The real-world results of any policy are inherently unknowable, especially in a situation as dizzying as the eastern DRC in the late 1990s. This uncertainty should hardly exempt policymakers from accountability, and according to Rosenblum's article, it was unclear whether Rice really understood the consequences of the U.S.'s close relationship with Kagame, or the impact of running interference for a government that might have been working against regional stability and peace:

On September 15 [1998], Susan Rice addressed the growing perception of complicity in testimony before the Congress. "Mr. Chairman, let me be clear: the United States in no way supported, encouraged, or condoned the intervention of Rwandan or Ugandan forces in the Congo, as some have suggested. This is a specious and ridiculous accusation that I want to lay to rest once and for all." But these statements did little good. Nearly four years later, an official in the new Colin Powell State Department told me, the United States had gotten to the point where the French 'no longer believe that the United States is funding the war.' But that was about it.

Has anything changed since the early days of the 1998 crisis? Back then, Rosenblum notes, "The official State Department statements ... show[ed] a new concern for human rights problems in Congo balanced against tepid anti-war language." Today, the weeks since the escalation of the M23 crisis have played out in an eerily similar fashion. On November 20 and 21, 2012, State Department spokespeople wove their way through questions about Rwanda's role in the M23 crisis, and made an apparently conscious effort to avoid singling out Kagame's government. And there's the Security Council statement on the escalating crisis, which obliquely calls for "an end to any and all outside support" without saying whose support, exactly.

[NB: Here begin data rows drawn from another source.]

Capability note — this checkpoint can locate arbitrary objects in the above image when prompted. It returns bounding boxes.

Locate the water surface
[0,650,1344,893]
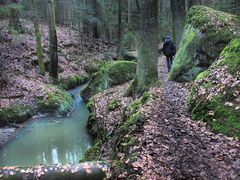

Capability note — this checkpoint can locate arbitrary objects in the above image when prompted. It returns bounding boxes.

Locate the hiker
[163,36,176,72]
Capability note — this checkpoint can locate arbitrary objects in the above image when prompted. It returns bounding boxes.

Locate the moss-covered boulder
[59,75,89,90]
[189,37,240,137]
[81,61,136,100]
[169,6,240,81]
[0,104,33,126]
[37,86,73,115]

In 1998, the U.S. government believed it could use its existing close relations with Kagame's government to push for a negotiated solution. There was none to be had for another three years, and that was only after the leadership of the United States and the Congo had changed. Despite the failure of this strategy, this seems to be the Obama administration's plan of action today. The wars are broadly similar. The U.S. policy approach to ending them is similar. And at least one of the people at heart of American diplomacy in Africa is the same -- a gifted and respected diplomat who might be the U.S.'s next secretary of state.